Uses selenium to scrape a specified number of news articles related to a key phrase from a couple news websites. The data is stored as JSON files in a specified directory or in a directory called 'data'.
Use as a command-line package
Install required packages via
{pip} install -r requirements.txt
Run via command line
{python} ICB_Scraper [-h] {run,set,read}
-
Run
usage: {python} ICB_Scraper run [-h] [-s [{0,1,2}]] name [keyphrase] [numlinks] [outdir] [patience] Run specified scraper to find articles based on a keyphrase. positional arguments: name scraper to run keyphrase string to search. put in "" quotes if more than one word numlinks minimum number of articles to attempt to retrieve outdir output directory path patience number of seconds to wait for a page to load (among other things) options: -h, --help show this help message and exit -s [{0,1,2}], --silent [{0,1,2}] silences logging output, defaults to 1 when set. {0: show info, 1: show warnings, 2: silence all}
-
Set
usage: {python} ICB_Scraper set [-h] [-k KEYPHRASE] [-n NUMLINKS] [-p PATIENCE] [-o OUTDIR] [-r] Manually set default options.
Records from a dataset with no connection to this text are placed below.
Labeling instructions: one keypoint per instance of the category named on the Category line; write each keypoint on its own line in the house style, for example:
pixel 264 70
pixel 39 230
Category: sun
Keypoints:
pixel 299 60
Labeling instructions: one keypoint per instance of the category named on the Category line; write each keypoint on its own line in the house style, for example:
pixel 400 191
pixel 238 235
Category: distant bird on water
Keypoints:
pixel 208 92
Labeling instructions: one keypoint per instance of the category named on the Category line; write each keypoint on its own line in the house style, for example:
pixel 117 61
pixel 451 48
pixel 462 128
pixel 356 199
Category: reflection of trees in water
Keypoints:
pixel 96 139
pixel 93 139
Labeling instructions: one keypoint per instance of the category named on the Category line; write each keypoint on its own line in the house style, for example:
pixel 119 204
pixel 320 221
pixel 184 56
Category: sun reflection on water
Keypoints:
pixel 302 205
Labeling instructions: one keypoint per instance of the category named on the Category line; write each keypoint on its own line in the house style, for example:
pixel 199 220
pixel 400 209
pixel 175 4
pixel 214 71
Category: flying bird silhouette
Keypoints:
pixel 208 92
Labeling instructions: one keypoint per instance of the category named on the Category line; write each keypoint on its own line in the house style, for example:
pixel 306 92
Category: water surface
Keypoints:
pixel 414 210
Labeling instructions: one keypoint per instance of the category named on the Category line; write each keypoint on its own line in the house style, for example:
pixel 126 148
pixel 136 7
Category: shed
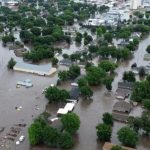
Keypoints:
pixel 122 106
pixel 35 69
pixel 108 146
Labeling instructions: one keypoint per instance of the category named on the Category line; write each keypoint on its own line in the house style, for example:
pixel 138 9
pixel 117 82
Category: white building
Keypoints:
pixel 44 70
pixel 134 4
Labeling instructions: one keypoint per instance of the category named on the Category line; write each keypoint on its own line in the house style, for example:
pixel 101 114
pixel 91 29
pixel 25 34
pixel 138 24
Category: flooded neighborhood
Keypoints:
pixel 28 90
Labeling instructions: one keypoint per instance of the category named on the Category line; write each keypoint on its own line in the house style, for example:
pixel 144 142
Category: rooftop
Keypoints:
pixel 122 106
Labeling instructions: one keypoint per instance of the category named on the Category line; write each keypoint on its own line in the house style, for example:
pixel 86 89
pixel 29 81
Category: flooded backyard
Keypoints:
pixel 33 103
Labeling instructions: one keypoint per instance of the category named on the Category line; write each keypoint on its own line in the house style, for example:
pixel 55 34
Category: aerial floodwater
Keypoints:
pixel 22 97
pixel 31 103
Defaults are typically set to whatever configuration was last ran. options: -h, --help show this help message and exit -k KEYPHRASE, --keyphrase KEYPHRASE set string to search. put in "" quotes if more than one word -n NUMLINKS, --numlinks NUMLINKS set minimum number of articles to attempt to retrieve -p PATIENCE, --patience PATIENCE set number of seconds to wait for a page to load (among other things) -o OUTDIR, --outdir OUTDIR set output directory path -r, --reset reset all default options to original configuration
-
Read
usage: {python} ICB_Scraper read [-h] Prints info and current defaults configuration.
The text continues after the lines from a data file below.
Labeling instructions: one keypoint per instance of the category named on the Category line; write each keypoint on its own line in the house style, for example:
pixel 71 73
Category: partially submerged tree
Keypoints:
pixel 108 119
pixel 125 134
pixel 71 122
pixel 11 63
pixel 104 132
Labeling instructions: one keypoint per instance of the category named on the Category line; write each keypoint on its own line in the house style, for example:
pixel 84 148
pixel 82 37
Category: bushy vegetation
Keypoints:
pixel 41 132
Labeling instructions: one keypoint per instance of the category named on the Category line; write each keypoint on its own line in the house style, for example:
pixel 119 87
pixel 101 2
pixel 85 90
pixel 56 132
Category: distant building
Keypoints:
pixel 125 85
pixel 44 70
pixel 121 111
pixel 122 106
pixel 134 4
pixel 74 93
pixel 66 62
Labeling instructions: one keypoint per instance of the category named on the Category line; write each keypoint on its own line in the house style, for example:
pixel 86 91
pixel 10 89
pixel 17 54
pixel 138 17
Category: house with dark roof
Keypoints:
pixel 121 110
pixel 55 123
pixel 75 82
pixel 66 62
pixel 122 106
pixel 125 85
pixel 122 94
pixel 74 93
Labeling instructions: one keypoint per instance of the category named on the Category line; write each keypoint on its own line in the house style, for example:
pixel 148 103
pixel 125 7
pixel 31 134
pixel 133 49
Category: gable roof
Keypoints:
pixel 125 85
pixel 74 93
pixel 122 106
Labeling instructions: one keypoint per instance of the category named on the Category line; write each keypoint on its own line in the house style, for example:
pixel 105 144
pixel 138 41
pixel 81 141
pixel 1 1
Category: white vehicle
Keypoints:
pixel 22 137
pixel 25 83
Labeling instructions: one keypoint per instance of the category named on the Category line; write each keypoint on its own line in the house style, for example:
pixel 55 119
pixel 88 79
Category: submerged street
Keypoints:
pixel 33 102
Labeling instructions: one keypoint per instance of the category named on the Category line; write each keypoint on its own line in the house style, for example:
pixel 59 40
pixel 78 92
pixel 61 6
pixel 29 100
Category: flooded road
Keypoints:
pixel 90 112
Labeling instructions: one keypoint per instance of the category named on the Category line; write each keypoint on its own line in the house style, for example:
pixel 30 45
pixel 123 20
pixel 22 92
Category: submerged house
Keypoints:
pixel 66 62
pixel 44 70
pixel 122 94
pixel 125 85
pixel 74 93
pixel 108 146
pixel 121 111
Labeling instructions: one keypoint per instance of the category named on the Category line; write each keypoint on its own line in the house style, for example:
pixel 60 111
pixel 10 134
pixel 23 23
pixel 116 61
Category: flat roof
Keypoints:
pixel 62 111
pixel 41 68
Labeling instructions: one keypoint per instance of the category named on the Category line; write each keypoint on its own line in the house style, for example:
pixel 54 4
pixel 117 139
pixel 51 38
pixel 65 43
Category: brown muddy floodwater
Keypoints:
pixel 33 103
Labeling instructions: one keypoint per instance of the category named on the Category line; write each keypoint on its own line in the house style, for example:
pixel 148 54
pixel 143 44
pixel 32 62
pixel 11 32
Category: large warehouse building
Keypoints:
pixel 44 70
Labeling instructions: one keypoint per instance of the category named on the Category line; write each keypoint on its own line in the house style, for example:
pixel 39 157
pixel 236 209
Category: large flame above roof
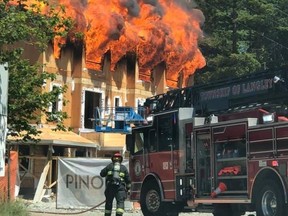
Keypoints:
pixel 156 31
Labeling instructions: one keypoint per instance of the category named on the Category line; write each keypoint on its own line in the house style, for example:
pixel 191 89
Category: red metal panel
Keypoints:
pixel 263 134
pixel 282 132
Relevant folders and directories
ICB_Scraper/
├─ scrapers/
│ ├─ common/
│ │ ├─ helpers.py: helper functions and mixin classes
│ │ ├─ scraper.py: abstract classes
│ ├─ concrete scrapers
├─ __main__.py: user interface
├─ requirements.txt: required packages
Work in progress. Connections may break but not in a fatal way.
The NYTimes scraper uses the NYTimes API, and thus requires and API key. If you have an API key, the scraper expects it as an environmental variable. The other scrapers work just fine without this.
New concrete scraper classes can be made pretty easily, but must be customized to each specific website.